Centri detenzione Libia – Da quando il governo italiano ha impedito alle navi umanitarie che operavano nel Mediterraneo di far sbarcare i migranti salvati in mare sulle sue coste, un anno fa, più di 10mila persone hanno provato comunque a fuggire dalla Libia, e in questo tentativo 1.151 hanno perso la vita.

L’Italia dei porti chiusi ha causato la morte di almeno mille uomini, donne e bambini

Gli altri sono stati riportati indietro dalla cosiddetta guardia costiera libica, proprio nei luoghi in cui le torture e le pratiche disumane nei confronti delle persone sono all’ordine del giorno, nei centri di detenzione.

Ma chi controlla veramente i centri e rende la vita al loro interno un inferno, al punto che i detenuti preferiscono rischiare la morte in mare pur di non restarci dentro?

Secondo quanto riporta un portavoce della Libyan Organization for Human Rights (Lohr), una Ong che dal 2012 si occupa di monitorare quotidianamente quello che succede in 17 dei circa 34 centri di detenzione presenti in tutto il Paese, i guardiani e gli operatori dei centri sono Katiba, civili che hanno impugnato le armi dopo la caduta di Muammar Gheddafi, hanno iniziato a gestire la presenza dei migranti in Libia in modo informale e sono stati poi inglobati nel corpo amministrativo del governo.

Quest’ultimo sarebbe, infatti, ufficialmente responsabile dei centri attraverso il Dipartimento per il contrasto all’immigrazione illegale del ministero dell’Interno (Dcim) ma, di fatto, non può e non riesce a imporre alcuna regola al loro interno.
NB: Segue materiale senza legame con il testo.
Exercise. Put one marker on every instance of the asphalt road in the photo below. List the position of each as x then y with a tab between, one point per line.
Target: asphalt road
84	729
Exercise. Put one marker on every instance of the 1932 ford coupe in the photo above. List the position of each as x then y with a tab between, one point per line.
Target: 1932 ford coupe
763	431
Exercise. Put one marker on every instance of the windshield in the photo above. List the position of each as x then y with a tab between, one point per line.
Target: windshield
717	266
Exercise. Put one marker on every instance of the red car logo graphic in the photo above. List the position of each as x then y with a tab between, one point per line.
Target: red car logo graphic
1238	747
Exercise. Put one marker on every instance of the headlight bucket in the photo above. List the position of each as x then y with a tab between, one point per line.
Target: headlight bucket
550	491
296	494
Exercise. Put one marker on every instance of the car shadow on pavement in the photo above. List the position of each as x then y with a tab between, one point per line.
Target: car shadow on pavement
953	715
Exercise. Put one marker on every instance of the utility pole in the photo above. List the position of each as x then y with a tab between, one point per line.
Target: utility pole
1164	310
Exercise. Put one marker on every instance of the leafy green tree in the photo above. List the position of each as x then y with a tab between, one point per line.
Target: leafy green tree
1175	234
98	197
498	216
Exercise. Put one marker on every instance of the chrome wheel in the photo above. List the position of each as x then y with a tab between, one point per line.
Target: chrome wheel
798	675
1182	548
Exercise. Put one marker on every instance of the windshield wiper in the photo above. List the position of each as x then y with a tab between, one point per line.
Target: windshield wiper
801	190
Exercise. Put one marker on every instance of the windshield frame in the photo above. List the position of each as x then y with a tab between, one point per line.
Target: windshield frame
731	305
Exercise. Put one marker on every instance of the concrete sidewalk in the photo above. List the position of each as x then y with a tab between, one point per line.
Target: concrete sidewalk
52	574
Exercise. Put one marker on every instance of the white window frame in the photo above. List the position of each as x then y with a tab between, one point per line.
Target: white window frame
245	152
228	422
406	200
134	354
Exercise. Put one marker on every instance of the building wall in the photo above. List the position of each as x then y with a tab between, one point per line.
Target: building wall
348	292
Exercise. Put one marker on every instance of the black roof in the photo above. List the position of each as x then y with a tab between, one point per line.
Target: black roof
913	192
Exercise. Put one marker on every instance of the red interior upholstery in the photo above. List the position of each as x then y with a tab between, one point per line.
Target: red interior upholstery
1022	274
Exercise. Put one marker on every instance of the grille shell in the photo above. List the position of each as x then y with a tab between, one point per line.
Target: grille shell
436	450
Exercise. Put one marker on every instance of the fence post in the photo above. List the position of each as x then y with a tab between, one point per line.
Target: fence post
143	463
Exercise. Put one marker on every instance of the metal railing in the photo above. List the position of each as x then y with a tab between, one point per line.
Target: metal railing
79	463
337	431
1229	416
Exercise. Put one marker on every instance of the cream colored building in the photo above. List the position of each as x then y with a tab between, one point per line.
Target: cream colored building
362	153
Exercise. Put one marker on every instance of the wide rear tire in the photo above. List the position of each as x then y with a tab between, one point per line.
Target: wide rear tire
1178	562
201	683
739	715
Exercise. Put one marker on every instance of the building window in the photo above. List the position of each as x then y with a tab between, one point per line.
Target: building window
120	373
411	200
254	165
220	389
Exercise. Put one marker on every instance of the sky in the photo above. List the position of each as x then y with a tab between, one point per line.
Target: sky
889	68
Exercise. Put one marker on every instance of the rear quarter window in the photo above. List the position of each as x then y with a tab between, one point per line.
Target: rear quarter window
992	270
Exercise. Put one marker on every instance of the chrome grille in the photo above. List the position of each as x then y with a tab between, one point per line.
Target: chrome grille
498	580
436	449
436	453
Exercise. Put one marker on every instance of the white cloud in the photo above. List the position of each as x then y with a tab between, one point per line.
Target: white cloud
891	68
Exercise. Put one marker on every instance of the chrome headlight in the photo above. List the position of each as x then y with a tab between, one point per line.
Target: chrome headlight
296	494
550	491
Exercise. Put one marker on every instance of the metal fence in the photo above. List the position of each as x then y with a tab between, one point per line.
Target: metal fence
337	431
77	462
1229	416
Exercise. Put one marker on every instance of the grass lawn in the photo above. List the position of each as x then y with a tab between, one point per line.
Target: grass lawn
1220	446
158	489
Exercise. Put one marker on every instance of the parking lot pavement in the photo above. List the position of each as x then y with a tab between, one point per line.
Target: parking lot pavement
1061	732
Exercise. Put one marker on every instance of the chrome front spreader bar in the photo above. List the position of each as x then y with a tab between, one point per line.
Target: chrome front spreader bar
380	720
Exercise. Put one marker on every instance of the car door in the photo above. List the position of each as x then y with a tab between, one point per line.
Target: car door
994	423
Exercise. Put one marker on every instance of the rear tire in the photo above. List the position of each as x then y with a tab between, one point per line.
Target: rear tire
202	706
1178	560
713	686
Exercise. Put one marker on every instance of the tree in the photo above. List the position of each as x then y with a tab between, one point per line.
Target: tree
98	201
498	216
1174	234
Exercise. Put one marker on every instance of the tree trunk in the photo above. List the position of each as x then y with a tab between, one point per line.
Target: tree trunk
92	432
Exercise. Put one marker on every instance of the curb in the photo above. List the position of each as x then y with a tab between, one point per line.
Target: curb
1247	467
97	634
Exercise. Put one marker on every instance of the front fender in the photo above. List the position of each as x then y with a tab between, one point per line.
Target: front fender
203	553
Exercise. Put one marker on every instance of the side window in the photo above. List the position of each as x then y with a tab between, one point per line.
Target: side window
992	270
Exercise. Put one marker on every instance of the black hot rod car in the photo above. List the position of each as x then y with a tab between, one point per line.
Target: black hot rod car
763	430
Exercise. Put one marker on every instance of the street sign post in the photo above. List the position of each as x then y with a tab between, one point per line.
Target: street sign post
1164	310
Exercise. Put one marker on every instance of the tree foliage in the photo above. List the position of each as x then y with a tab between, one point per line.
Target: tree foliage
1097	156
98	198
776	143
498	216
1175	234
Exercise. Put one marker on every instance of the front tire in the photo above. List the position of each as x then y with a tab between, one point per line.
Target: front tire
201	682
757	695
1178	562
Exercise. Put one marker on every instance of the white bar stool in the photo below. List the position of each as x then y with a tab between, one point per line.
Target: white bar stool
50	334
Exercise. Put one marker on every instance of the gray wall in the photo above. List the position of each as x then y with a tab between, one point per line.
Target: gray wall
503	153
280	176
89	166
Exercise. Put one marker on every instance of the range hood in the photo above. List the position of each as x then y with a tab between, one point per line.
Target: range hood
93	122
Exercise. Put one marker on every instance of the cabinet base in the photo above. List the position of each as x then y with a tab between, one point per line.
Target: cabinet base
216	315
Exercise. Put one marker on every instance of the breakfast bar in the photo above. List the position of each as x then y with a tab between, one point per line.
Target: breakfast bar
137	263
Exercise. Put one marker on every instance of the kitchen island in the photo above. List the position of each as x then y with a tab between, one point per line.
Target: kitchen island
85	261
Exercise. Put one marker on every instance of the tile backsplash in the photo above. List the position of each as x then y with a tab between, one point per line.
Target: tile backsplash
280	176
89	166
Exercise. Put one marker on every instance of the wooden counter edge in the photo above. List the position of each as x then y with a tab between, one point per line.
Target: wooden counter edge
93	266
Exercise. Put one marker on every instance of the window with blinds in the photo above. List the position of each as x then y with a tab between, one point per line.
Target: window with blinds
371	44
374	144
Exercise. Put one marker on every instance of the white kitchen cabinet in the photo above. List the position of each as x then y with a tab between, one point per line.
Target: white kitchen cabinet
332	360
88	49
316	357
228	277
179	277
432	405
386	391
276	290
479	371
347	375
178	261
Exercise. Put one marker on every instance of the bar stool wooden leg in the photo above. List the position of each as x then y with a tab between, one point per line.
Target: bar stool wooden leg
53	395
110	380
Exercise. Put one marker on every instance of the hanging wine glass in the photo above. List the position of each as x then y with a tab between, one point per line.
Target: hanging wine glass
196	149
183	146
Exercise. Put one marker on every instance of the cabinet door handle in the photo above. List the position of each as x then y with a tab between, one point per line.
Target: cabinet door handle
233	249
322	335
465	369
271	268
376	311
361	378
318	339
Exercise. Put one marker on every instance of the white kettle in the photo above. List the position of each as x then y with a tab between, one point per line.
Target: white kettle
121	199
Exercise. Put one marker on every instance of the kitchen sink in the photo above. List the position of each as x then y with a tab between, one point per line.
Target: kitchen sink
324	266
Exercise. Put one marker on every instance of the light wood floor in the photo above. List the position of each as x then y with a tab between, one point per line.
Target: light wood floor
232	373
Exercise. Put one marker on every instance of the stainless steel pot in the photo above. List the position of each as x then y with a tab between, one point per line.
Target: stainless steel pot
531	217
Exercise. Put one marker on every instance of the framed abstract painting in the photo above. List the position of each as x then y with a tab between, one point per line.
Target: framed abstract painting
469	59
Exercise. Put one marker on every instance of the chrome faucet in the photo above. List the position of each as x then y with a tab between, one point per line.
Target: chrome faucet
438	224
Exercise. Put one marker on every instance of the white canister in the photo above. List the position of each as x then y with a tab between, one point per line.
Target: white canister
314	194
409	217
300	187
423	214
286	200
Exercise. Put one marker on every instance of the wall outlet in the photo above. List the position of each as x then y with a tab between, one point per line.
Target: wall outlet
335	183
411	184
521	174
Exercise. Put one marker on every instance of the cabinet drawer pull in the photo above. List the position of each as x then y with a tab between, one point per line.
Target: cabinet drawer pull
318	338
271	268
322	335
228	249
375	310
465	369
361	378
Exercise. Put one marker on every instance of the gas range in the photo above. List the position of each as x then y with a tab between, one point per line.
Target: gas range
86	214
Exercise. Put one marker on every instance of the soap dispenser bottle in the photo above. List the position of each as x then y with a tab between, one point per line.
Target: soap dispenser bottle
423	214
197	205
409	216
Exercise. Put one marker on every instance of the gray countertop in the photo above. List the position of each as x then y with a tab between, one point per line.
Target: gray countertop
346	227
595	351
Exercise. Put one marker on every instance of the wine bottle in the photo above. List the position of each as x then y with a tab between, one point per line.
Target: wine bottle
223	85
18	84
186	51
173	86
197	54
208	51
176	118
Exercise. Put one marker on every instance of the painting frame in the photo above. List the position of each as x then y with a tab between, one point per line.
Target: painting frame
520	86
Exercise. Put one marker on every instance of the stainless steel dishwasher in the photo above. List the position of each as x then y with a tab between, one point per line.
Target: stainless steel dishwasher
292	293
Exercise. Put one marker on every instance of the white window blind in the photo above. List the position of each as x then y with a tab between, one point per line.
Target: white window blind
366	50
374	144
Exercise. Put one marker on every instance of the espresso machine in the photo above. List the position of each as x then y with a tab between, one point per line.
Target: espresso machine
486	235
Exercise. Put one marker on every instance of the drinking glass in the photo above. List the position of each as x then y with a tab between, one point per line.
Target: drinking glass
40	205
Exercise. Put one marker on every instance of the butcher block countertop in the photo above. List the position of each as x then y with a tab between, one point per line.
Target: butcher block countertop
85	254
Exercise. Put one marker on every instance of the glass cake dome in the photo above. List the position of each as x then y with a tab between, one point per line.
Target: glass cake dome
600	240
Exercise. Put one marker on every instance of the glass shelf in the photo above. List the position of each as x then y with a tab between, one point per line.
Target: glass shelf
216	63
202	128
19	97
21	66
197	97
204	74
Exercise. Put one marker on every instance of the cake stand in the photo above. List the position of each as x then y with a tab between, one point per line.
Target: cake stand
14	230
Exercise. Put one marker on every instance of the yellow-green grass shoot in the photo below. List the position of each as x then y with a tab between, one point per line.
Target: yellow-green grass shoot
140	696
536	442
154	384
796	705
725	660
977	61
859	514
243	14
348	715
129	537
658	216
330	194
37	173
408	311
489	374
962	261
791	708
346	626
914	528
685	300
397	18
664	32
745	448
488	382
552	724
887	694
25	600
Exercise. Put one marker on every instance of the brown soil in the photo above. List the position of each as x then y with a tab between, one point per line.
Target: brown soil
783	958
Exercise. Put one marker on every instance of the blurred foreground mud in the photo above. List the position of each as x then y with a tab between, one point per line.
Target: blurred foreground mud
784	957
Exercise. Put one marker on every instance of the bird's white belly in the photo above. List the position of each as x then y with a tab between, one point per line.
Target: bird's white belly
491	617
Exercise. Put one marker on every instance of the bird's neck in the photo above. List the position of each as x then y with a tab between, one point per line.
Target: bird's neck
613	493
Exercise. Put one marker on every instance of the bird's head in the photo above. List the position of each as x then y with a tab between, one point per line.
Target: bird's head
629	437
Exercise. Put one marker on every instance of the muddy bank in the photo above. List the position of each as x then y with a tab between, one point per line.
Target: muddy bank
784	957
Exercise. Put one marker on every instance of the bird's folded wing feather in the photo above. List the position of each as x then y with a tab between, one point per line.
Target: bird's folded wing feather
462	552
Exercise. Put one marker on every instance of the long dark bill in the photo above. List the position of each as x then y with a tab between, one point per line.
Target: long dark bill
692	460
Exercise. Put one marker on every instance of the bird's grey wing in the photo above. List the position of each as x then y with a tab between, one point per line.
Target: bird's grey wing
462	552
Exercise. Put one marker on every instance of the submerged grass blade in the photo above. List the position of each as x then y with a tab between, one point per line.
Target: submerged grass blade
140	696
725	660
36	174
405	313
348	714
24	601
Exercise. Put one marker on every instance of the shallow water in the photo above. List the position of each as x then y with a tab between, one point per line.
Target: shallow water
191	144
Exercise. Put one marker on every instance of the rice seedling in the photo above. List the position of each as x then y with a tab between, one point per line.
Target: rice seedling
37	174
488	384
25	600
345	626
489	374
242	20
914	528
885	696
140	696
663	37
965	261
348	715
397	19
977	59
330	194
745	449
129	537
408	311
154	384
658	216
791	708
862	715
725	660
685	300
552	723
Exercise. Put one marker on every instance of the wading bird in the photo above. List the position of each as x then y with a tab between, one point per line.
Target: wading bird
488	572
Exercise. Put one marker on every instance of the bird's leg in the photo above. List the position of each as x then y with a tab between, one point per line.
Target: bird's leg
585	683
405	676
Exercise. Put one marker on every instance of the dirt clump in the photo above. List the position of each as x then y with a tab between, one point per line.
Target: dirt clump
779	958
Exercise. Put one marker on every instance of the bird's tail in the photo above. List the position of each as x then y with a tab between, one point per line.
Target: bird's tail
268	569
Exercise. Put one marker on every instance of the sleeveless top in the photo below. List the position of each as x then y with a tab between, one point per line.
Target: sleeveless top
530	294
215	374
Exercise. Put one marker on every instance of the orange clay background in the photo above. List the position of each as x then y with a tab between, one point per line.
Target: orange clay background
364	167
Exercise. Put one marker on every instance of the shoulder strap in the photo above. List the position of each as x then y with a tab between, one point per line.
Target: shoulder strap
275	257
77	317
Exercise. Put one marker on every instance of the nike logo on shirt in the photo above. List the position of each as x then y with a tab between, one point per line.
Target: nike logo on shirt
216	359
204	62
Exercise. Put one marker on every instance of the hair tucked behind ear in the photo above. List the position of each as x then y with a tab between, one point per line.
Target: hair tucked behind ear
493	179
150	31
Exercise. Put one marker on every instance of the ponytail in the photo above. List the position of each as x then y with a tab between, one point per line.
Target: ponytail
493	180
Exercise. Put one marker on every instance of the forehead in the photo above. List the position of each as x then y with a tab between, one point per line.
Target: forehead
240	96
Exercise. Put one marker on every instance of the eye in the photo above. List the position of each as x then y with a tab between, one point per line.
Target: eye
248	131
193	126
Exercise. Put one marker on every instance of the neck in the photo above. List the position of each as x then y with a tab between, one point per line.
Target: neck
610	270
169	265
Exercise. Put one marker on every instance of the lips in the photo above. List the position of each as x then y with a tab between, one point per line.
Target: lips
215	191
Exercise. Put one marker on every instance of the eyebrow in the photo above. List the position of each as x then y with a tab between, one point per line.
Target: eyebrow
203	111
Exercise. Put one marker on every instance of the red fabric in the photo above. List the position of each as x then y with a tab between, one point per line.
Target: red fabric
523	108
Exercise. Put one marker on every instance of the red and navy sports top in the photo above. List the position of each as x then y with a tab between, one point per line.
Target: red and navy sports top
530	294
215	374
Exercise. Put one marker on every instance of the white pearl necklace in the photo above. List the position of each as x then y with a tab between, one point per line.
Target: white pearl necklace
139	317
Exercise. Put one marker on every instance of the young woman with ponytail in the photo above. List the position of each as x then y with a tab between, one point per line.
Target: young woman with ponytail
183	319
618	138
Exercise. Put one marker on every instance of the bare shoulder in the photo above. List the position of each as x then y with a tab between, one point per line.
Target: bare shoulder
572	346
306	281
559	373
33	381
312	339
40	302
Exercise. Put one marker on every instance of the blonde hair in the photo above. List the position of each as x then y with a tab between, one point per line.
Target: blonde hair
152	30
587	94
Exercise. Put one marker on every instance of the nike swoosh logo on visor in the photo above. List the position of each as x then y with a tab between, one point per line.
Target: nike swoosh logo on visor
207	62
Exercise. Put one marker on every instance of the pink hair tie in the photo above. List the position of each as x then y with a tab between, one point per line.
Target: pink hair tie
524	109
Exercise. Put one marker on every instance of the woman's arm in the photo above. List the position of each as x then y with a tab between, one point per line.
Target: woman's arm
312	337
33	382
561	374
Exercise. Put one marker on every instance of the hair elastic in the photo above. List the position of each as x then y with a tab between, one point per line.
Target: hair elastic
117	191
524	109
Vicini alle milizie locali del Paese, i responsabili dei centri hanno rapporti con i funzionari del ministero, sono pagati dal governo, ma liberi dall’effettivo controllo statale. Godono di un potere incontrastato, e impongono violenza, sfruttamento e ogni tipo di tortura o abuso in modo indiscriminato.

“Fino a qualche mese fa era attivo un centro a ovest di Tripoli, quello di Sormon, controllato da un militare e gestito da un civile affiliato alla milizia locale. Qui ci vivevano 220 donne e 25 bambini. Lo sfruttamento sessuale era una politica sistematica, facilmente rilevabile al più ingenuo degli osservatori. Solo ospiti sub-sahriane, minorenni e in buona salute”, racconta l’attivista della Lohr, che descrive scene in cui le donne venivano condotte di sera in una tenda allestita vicina al centro, adornata di narghilè, per intrattenere alcuni ospiti.

Questo centro è stato chiuso in seguito a uno scandalo che ha messo in imbarazzo le autorità, e le donne sono state trasferite in altri siti, ma 15 di queste sono scomparse. Nel frattempo, gli altri centri di detenzione, in cui accadono sistematicamente simili episodi di abuso, continuano a rimanere aperti, nonostante lo stesso direttore del Dcim, Mohamed Bashir, abbia chiesto la chiusura di una decina di questi.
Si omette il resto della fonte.